Daar voldoet het transportbedrijf evident niet aan. Opvallend is dat uit de uitspraak blijkt dat er zeer amicaal en vriendelijk met dit “onderzoeksbureau” is omgegaan en dat er van onafhankelijkheid geen enkele sprake is. Ook blijkt dat er geen relevante onderzoekservaring en kennis is bij het bureau en de zorgvuldigheid niet in de acht is genomen. De dwangsommen zijn dus verbeurd. Opvallend genoeg wordt er geen verhoging van dwangsommen toegewezen, omdat de rechter aangeeft dat mevrouw nog steeds kan executeren op basis van het vonnis van de rechtbank Amsterdam. Een vaststelling van het aantal dwangsommen, wordt niet toegewezen, om de logische reden dat dat een vaststelling van een rechtstoestand is en dat is een kort geding eenmaal niet mogelijk. Toch is de rechter in mijn ogen nog mild, ondanks Sanderink dit kort geding over dwangsom verliest.

Misbruik van procesrecht: kosten terugvorderen

Sanderink en zijn ex echtgenoot voeren tal van procedures, waarbij de vrouw zich op het standpunt stelt dat Sanderink lak heeft aan gerechtelijke uitspraken en haar probeert koste wat kost kapot te procederen. Hoewel ik dat niet kan vaststellen, kan ik wel concluderen dat de rechtbank Amsterdam in het kort geding van Sanderink over de dwangsom al erg duidelijk was. Zo overwoog de rechtbank Amsterdam:

Het voorgaande is aanleiding om de vorderingen onder i en ii jegens [naam 2] toe te wijzen. Daaraan zal gelet op zijn houding na het eerste vonnis van de voorzieningenrechter Overijssel een flinke dwangsom worden verbonden

Sanderink had zich al niet gehouden aan een eerder vonnis en dat is op zichzelf onrechtmatig. Dan is kennelijk een dwangsom onvoldoende prikkel om een vonnis na te leven. Dan moet (lijkt mij) in elk geval de dwangsom flink omhoog, hetgeen niet is geschied.

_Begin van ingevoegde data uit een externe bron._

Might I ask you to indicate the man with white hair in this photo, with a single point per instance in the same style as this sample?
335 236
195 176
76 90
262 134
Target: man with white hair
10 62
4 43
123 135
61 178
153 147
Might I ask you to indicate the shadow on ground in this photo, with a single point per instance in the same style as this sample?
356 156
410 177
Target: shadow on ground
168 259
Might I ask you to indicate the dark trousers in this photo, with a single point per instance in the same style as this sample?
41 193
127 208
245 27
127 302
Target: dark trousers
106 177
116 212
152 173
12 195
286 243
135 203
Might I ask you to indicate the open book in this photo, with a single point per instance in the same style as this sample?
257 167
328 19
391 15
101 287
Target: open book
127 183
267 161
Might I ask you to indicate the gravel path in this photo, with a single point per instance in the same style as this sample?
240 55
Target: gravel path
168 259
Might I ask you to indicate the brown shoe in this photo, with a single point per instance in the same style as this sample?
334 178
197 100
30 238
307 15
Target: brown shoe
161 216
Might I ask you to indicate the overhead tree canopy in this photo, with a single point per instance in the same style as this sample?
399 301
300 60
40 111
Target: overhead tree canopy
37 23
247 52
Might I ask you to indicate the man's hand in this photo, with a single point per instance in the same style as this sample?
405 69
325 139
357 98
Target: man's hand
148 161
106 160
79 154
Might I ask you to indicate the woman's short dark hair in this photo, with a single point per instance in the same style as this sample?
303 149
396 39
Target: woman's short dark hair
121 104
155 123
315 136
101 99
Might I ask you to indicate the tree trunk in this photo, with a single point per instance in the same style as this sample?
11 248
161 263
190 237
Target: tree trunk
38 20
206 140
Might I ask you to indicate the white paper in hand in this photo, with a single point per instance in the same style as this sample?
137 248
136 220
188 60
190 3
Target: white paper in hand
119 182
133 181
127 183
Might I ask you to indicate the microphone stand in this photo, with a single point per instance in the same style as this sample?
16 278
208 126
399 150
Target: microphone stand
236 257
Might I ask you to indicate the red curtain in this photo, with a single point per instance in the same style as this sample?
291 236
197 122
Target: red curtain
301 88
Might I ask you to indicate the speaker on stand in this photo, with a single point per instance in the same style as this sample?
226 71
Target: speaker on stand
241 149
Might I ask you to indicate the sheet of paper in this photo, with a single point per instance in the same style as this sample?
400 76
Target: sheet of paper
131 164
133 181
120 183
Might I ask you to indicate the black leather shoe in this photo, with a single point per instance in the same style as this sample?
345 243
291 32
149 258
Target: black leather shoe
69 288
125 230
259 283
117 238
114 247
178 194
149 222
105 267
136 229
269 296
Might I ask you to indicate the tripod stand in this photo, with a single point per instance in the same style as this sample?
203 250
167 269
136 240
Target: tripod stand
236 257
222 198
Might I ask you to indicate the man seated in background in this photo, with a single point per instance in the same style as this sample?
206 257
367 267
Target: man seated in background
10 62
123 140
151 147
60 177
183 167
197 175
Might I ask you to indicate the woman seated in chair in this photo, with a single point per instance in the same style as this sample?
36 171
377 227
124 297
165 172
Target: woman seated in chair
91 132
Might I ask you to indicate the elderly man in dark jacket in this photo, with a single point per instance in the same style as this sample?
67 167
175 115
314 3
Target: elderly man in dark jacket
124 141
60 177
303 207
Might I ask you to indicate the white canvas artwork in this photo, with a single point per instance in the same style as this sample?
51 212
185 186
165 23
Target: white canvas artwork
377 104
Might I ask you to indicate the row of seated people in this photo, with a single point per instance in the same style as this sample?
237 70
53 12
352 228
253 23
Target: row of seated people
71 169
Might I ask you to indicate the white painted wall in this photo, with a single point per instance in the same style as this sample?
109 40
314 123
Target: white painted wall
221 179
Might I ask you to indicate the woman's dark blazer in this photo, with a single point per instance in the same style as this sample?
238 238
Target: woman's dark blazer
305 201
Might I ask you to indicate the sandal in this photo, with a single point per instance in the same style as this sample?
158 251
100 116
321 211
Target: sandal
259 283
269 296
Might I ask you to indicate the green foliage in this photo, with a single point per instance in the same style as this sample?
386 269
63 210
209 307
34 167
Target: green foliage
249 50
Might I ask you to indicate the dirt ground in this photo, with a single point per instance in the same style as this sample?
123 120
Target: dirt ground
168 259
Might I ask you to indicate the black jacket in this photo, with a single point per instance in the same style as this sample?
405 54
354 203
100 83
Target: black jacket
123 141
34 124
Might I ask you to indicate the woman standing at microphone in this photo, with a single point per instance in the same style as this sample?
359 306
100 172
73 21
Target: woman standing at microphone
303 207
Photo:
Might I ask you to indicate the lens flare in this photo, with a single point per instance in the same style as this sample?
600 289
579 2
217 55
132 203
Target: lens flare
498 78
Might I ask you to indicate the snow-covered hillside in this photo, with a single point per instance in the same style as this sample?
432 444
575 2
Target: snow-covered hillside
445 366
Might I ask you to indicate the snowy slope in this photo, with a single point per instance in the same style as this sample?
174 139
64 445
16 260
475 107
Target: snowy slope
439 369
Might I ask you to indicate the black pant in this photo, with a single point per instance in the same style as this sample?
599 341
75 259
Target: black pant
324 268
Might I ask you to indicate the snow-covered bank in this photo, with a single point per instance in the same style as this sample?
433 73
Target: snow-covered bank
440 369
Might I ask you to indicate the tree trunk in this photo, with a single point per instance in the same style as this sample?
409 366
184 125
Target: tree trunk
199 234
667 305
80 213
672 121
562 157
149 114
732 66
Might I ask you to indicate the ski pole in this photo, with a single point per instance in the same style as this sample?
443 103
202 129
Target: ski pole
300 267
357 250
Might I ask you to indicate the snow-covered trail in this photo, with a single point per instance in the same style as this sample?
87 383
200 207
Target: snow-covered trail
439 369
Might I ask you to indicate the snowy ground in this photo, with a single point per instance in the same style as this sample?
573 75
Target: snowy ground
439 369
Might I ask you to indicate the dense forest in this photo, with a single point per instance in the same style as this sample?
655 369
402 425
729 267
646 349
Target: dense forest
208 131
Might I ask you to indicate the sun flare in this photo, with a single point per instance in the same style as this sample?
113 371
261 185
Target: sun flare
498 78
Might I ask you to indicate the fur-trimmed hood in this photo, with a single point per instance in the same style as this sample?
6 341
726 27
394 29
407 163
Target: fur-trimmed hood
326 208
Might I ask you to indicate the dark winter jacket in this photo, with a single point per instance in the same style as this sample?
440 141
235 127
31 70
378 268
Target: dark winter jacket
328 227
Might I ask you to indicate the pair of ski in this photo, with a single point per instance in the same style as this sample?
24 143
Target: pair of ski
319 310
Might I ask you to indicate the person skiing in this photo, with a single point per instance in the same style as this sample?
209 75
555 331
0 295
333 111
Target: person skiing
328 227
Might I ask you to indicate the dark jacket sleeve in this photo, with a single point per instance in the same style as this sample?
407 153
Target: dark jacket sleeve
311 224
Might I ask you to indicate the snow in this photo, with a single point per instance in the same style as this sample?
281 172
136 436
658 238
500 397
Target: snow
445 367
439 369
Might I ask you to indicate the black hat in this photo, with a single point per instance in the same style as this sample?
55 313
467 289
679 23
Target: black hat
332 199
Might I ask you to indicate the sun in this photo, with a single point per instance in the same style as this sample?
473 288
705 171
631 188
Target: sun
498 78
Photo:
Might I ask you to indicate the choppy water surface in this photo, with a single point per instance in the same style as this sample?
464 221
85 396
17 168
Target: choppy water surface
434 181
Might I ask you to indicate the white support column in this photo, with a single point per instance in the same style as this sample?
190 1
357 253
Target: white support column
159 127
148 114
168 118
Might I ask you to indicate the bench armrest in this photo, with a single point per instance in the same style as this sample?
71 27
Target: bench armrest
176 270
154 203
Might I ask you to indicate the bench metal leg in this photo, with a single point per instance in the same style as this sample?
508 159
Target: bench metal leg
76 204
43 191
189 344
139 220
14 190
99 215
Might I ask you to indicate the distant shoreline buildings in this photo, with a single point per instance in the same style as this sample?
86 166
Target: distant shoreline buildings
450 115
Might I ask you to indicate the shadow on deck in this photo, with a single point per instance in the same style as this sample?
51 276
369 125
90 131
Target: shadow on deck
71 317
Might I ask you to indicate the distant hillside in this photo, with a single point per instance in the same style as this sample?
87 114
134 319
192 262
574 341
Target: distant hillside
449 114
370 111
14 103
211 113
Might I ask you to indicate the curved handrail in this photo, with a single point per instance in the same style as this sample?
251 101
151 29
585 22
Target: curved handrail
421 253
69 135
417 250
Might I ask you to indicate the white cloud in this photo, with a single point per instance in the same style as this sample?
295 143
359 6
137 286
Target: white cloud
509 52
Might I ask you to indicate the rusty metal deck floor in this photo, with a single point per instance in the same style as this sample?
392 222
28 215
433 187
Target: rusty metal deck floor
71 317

Betoogd kan ook worden dat Sanderink willens en wetens het vonnis van de rechtbank Amsterdam niet heeft nageleefd en dat er misbruik van recht is. Het is dan mogelijk om én een hoge schadevergoeding te vorderen en de kosten van de procedure terug te vorderen, hetgeen normaal niet mogelijk is.